Method Comparison of Intelligent Fingerprinting Drug Screening System
Purpose
Prospective, multi-site, open-label, single- or double-dose, randomized, multi-site performance evaluation of accuracy of the Intelligent Fingerprinting Drug Screening System in the hands of intended users: "operators" and "donors."
Condition
- In Vitro Diagnostic Device
Eligibility
- Eligible Ages
- Between 18 Years and 65 Years
- Eligible Sex
- All
- Accepts Healthy Volunteers
- Yes
Inclusion Criteria
- Able to provide informed consent 2. Completed the screening process within 30 days prior to dosing. 3. Healthy male and non-pregnant female subjects at the time of dosing. 4. Body mass index (BMI) from 18.0 kg/m2 to 32.0 kg/m2, inclusive 5. Weigh at least 60 kg. 5. Females of childbearing potential must be willing to practice an acceptable form of contraception, and have a negative urine pregnancy test on admission to the treatment phase of the study. 6. Males must agree to practice an acceptable form of contraception 7. Judged by the Investigator and/or designee to be in good health as documented by the medical history, and vital sign assessments.
Exclusion Criteria
- Unwilling or unable to provide informed consent. 2. More than three digits absent from the hands due to congenital or accidental cause(s). 3. Reports receiving any investigational drug within 30 days prior to dosing. 4. Reports a clinically significant illness during the 30 days prior to the in-clinic portion of the study (as determined by the Investigator). 5. Reports any personal history of substance abuse (including drug/alcohol abuse or addiction) or mental illness (e.g. major depression) within one year prior to screening visit. 6. Is pregnant (females only). 7. Presence of any clinically significant results from laboratory tests and vital signs assessments, as judged by the Investigator. 8. Reports history of respiratory depression (e.g., sleep apnea). 9. Reports history of reaction to codeine (e.g., nausea, allergy). 10. Current severe hypotension (i.e., systolic blood pressure <90 mmHg). 11. Reports known or suspected gastrointestinal obstruction including, paralytic ileus. 12. Reports current presence of acute bronchial asthma/ upper airway obstruction. 13. Reports a history of clinically significant allergies, including food or drug allergies, as judged by the Investigator. 14. Reports history or current condition of adrenal insufficiency. 15. Reports history or current condition of renal disease. 16. If, in the opinion of the Investigator, the subject is not suitable for the study.
Study Design
- Phase
- Study Type
- Observational
- Observational Model
- Cohort
- Time Perspective
- Prospective
Arm Groups
| Arm | Description | Assigned Intervention |
|---|---|---|
| Undosed | No codeine administered |
|
| Dosed | 2 doses of codeine administered in tablet form, 60 mg per dose |
|
Recruiting Locations
Marlton, New Jersey 08053
Elan Cohen, PhD
More Details
- Status
- Recruiting
- Sponsor
- Intelligent Bio Solutions Inc.
Detailed Description
This will be a study under non-fasting conditions.

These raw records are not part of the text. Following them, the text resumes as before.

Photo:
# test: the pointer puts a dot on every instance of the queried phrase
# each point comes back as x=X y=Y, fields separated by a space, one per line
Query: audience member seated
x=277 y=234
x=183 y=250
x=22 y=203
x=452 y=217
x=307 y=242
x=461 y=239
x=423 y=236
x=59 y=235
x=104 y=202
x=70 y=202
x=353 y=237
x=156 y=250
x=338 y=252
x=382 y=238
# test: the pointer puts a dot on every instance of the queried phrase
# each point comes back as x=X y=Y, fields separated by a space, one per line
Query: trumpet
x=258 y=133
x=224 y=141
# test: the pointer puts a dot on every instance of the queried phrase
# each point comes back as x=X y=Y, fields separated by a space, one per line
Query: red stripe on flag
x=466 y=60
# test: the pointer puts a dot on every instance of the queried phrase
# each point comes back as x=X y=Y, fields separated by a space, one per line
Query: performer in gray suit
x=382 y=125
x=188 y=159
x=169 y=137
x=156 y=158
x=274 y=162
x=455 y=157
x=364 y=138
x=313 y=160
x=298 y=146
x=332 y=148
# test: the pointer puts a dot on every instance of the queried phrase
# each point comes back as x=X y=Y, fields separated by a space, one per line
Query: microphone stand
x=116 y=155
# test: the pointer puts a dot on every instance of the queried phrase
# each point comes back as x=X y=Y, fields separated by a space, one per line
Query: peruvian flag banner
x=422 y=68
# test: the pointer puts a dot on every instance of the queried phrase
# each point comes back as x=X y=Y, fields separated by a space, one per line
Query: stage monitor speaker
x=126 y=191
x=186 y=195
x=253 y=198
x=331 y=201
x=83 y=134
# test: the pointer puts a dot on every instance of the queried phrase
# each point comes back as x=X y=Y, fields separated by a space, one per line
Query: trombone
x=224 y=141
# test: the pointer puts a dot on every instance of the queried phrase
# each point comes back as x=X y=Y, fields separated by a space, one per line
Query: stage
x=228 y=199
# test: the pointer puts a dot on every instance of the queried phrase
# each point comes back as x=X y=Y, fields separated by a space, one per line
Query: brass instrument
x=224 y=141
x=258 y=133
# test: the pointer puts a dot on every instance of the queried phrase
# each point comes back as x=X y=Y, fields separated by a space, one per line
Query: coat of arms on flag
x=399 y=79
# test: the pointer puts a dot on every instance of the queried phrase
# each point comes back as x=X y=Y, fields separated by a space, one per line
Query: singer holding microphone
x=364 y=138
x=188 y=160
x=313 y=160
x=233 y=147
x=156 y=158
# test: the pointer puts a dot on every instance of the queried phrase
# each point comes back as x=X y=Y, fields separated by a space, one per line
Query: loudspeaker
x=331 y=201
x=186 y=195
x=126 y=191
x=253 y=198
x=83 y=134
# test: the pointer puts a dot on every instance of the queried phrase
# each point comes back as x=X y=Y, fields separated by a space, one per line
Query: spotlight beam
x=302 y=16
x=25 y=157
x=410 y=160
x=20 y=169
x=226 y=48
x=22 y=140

The total number of healthy adult "operator" subjects (male and non-pregnant females) required for enrollment in this study protocol is nine (9). The total number of healthy adult "donor" subjects (male and non-pregnant females) required for enrollment in this study protocol is 135. These subjects will be distributed across three sites with the recruiting goal of three (3) operators and 45 subjects per site. Subjects will be recruited to participate as either "operator" or "donor." The total duration of the study, from check-in through the end of the study will be approximately three (3) days for "operators" with no overnight confinement, and one to eight hours for "donors" at two of the sites. At the third site, 31 "donors" will be dosed twice and will remain at the clinic overnight so that biological sampling can occur 24 hours after the first codeine dose. Because the "operators" are required to be at the clinic for three days, they may be recruited separately and compensated at a different rate than the "donors." "Operators" may be employed by the clinic. "Donors" at sites 1 and 2 will be block randomized to one of two cohorts: no codeine dose or 60 mg codeine dose. The goal is to complete the study with approximately 69% of subjects in the 60 mg cohort. "Donors" at site 3 will be randomized into one of two cohorts: no codeine dose or two 60 mg doses. The cohort receiving two 60 mg codeine doses will be confined at the clinic overnight to enable additional biological sampling events.